Saturday, January 06, 2007

Starting the New Year Off Wrong

Well, it didn't start off completely wrong. Mike and I got to ring it in together with a quiet kiss and cuddle. We went shopping a little on New Year's Day but for the most part kept it quiet.

We both had to go back to work on Tuesday. That's where the new year started to go to hell rather quickly. Of course, I have a theory about when that happens anyway so I'm optimistic that it will get better. lol

It's always something with work lately. I know I'm burned out from last year and all the crap we had to go through with the season, losing Tony, gaining Jessica, etc. I put the store before everything else and that bugs the crap out of me because I thought it was only going to be a temporary thing since I am not the manager and things were supposed to get settled. Yes, I'm the assistant but. . .well, you can guess the thought.

Tuesday and Wednesday were fraught with unforeseen problems. It didn't help that we had a huge theme change on top of our regular stuff this week. Couple that with a flux of customers on Tuesday because of the day of mourning and it was so much fun. I didn't have enough help to get things done but somehow it was all my fault for that. Uh huh. I got really stressed out and actually spoke with our DM. . .a person with whom I do not really get along. Of course, I'm sure it doesn't help that I'm vocal about how I feel. But my current state of mind about work has nothing to do with the DM.
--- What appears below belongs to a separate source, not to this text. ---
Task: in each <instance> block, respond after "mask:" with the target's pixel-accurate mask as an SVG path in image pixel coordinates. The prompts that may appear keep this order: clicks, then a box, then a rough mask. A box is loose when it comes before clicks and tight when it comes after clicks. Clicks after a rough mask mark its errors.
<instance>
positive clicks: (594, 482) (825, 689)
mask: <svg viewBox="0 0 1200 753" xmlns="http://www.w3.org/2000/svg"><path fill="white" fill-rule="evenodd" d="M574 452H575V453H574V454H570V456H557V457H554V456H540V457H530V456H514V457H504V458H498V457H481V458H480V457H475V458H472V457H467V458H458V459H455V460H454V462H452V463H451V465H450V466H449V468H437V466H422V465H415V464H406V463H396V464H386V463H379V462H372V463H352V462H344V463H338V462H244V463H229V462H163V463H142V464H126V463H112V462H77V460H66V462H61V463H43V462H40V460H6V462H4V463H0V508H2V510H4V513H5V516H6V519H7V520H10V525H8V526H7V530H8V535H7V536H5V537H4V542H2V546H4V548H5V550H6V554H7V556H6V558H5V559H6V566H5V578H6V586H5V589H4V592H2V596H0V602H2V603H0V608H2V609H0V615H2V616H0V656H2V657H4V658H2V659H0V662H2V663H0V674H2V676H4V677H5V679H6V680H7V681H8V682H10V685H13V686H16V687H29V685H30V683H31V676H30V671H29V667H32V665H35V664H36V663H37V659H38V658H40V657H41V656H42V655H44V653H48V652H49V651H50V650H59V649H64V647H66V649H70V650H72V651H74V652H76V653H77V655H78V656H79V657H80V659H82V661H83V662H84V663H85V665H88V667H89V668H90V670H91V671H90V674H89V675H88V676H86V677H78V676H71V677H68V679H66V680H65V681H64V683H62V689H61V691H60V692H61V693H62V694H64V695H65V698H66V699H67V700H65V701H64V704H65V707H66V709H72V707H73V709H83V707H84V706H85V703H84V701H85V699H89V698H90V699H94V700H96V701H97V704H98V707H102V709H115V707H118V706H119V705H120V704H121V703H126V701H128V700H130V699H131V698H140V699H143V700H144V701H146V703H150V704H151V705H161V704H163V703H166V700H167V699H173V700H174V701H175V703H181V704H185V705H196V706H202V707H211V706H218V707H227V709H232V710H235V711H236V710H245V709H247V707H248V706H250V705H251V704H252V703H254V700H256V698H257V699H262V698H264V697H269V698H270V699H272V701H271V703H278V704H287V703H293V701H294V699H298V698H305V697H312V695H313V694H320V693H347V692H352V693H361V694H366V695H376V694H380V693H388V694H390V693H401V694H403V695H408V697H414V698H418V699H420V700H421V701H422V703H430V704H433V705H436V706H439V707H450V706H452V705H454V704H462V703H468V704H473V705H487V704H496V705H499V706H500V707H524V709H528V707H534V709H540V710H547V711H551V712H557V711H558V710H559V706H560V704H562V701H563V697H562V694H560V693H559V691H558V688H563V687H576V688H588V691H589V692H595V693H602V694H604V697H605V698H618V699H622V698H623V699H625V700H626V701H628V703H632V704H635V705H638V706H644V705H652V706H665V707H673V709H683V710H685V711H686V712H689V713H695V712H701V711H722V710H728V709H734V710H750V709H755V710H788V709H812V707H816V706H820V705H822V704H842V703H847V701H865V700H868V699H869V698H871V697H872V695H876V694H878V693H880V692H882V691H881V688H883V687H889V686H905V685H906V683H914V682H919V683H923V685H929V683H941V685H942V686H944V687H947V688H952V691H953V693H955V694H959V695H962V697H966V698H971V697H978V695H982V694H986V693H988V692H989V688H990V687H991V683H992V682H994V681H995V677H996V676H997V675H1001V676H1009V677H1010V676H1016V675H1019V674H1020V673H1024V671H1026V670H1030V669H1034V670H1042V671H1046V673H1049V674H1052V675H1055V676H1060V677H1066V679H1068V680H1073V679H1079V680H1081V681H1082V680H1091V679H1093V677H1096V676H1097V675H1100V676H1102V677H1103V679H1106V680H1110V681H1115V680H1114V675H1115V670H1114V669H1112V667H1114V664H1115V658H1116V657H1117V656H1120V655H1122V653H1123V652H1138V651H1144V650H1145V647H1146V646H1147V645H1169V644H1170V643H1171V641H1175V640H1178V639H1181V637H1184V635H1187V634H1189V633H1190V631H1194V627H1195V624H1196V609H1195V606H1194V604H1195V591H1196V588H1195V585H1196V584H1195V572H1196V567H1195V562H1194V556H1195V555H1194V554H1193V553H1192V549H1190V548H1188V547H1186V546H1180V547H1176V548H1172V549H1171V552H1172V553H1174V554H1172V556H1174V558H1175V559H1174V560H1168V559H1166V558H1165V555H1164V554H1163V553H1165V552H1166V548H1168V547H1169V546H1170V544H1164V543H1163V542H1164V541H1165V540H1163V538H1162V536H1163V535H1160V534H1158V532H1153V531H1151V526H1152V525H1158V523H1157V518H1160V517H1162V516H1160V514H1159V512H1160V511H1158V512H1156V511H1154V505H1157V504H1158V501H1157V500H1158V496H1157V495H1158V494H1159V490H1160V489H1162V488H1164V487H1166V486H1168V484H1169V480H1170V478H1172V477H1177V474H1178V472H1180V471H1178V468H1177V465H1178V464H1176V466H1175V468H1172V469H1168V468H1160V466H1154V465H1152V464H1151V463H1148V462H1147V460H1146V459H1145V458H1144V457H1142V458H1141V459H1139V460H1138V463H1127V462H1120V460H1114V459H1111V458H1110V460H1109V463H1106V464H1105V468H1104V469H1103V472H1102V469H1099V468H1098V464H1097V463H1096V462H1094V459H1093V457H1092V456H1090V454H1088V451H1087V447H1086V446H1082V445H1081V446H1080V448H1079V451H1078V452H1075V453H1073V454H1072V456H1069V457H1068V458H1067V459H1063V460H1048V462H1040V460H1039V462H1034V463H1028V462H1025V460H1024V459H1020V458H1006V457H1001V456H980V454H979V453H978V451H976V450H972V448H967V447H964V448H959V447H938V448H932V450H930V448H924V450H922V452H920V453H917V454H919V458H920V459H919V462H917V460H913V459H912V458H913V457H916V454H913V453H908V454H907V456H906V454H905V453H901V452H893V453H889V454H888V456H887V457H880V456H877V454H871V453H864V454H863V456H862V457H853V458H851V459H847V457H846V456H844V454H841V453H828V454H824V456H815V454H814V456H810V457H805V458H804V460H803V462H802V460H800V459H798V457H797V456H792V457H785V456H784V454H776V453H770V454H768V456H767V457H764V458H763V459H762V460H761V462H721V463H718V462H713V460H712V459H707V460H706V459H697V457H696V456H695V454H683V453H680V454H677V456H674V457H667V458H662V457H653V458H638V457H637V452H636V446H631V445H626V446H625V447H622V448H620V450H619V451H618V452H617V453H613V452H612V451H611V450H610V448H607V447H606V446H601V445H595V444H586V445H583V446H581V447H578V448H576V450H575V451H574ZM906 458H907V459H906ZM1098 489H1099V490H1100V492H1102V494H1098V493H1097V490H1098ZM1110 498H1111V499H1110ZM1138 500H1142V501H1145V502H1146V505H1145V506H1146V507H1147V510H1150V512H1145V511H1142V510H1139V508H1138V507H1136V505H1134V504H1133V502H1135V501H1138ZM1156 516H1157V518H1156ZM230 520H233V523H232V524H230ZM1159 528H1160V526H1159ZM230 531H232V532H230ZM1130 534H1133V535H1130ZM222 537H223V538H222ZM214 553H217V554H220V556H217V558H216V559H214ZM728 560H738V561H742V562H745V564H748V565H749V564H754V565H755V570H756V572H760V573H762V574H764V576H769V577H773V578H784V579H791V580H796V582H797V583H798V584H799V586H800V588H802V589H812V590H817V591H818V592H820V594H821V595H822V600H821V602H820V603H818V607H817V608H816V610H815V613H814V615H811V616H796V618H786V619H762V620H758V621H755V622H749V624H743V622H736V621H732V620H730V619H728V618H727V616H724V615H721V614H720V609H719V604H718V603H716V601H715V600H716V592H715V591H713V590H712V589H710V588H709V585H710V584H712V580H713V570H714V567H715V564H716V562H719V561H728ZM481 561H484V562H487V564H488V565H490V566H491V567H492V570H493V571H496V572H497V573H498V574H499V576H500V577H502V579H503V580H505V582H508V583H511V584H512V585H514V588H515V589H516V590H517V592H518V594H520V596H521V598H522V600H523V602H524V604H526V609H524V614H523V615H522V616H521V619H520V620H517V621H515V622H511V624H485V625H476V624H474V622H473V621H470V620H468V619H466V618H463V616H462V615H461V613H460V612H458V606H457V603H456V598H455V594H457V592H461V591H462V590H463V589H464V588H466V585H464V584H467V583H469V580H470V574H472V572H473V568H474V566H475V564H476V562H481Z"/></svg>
Part of my disgruntlement lately has been the lack of communication between me and Jessica. It hasn't seemed like she listens to me at all. The thing is, her past assistants have been less than stellar and she's developed a complex where she has to do everything herself in order to get it done right. She doesn't trust anyone but her own people to do things because they know what she wants and why. She doesn't have to explain herself to them like she does with us. The funny thing is that most of the time I don't question her on stuff. It's Jon and Lindsay that do. lol Hopefully we'll all be able to work peaceably together. I know it's something that we need to learn to do in order to get back to our happy work place vibe. And I believe that we can do that. Right now I just want to get through the middle of March so I can take my other vacation days. A nice vacation for Mike and I. . .that will make up for the past few hellish work months.